In his first year as an intern to Teva’s chief general counsel, he worked simultaneously as a senior guide at Hadassim, an Israeli boarding school for challenged youth. He was employed there from 1997 to 2001, working his way through college. His superiors at Teva let him honor his final year’s commitment to the boarding school, he says, which entailed arriving before work to rouse 60 young residents, getting them ready for their day, and returning later for evening chores and activities.
It was a grueling schedule but he was determined to maintain it. “Any place I go, I’ve always felt I needed to fulfill my responsibilities. I was a father, mother and brother to these children, some of whom had no parents at all. I wanted to educate them and help them develop their personal capabilities so they could grow into good, productive people.” That goodwill hasn’t gone unnoticed.
Prize by surprise
In June of 2019, Hadad was catching up on some emails when a message jumped out at him. It was a follow-up to an earlier one announcing he was a recipient of the prestigious Chambers & Partners Top Ten General Counsel Influencer Award for 2019 working in the Israeli market. Hadad says he was very surprised—initially that he’d missed the first notification, and second that he was receiving an award at all.

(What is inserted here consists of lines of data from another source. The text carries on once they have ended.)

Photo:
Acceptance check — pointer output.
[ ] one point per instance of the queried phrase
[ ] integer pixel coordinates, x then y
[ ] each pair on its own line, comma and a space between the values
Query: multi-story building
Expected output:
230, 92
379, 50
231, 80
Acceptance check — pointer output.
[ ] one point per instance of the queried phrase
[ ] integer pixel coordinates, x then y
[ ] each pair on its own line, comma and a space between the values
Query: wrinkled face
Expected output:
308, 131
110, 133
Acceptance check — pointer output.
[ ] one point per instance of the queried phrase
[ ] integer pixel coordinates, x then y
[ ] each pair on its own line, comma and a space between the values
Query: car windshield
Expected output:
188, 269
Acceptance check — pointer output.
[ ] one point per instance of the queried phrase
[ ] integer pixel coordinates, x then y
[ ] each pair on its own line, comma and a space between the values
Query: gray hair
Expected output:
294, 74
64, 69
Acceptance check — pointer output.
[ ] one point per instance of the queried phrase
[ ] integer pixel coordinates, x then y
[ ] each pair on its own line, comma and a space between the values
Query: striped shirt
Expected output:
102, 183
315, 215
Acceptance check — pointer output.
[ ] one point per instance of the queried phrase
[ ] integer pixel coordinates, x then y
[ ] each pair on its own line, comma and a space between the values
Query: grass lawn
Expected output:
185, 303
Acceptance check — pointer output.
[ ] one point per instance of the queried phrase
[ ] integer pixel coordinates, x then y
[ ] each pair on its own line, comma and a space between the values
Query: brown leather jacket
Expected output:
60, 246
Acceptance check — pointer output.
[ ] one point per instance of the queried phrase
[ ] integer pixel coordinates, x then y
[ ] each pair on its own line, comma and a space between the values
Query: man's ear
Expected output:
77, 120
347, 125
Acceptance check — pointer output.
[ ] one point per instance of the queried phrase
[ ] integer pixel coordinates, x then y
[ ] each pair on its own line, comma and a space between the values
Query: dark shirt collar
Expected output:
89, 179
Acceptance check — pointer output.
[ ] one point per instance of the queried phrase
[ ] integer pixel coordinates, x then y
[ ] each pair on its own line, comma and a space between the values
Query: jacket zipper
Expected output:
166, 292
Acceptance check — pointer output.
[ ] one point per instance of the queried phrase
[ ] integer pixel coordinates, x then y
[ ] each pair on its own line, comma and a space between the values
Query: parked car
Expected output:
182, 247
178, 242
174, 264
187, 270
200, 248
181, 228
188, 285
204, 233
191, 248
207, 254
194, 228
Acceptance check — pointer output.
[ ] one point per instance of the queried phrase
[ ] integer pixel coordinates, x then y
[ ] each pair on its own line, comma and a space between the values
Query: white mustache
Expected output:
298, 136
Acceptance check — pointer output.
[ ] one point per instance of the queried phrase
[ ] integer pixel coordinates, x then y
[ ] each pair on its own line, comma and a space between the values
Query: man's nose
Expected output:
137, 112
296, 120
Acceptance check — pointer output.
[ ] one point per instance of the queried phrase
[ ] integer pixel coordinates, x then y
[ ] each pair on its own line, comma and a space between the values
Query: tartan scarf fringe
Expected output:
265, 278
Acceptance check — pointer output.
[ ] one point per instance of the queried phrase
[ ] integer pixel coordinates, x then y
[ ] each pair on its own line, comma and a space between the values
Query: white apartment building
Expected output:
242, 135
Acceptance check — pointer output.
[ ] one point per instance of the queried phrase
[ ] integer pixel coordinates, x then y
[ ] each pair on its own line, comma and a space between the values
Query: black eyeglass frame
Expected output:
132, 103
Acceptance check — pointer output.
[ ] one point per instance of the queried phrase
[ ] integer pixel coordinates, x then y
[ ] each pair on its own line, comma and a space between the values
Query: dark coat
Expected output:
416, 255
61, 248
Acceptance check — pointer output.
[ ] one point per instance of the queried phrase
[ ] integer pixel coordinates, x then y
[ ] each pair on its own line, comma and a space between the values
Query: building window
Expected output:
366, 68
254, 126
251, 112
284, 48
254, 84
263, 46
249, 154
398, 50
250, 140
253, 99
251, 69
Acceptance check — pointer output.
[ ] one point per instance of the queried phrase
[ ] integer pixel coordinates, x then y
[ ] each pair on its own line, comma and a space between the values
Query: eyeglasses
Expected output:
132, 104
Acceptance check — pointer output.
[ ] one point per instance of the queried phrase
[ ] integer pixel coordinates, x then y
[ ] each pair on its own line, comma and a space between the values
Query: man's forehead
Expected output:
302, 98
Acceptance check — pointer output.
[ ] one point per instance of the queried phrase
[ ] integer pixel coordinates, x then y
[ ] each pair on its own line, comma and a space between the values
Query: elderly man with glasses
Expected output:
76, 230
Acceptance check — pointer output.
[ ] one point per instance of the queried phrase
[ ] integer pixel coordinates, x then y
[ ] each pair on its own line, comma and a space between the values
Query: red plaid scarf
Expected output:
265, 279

Preferring to focus on others, Hadad serves on the board of directors and as legal counsel and secretary to a nonprofit organization called Teva Mikol Halev. Founded in 2006, the foundation aids Teva employees and their families in need of financial assistance with funding provided by employee and management donations.
“The solidarity we have at Teva is something you don’t see anywhere else,” Hadad says, “especially at companies of this size.”
He also serves in the reserve for the Israel Defense Forces, or IDF, as a major in the Military Advocate General’s Corps.
Hadad generally divides his time between Teva’s two offices in Peta Tikva and Shoham. His free time is spent with his wife, Dana, head of the prosecution department for an Israeli municipality, and his three soccer and league football-playing sons, ages 16, 13 and 9.
“We have a common practice that when there is a birthday for one of them, I take a day off from work and we spend morning to evening together—just the two of us. I do whatever they want. It is a day dedicated to my child. I encourage everyone to do it. Time goes by fast and you must not miss it.”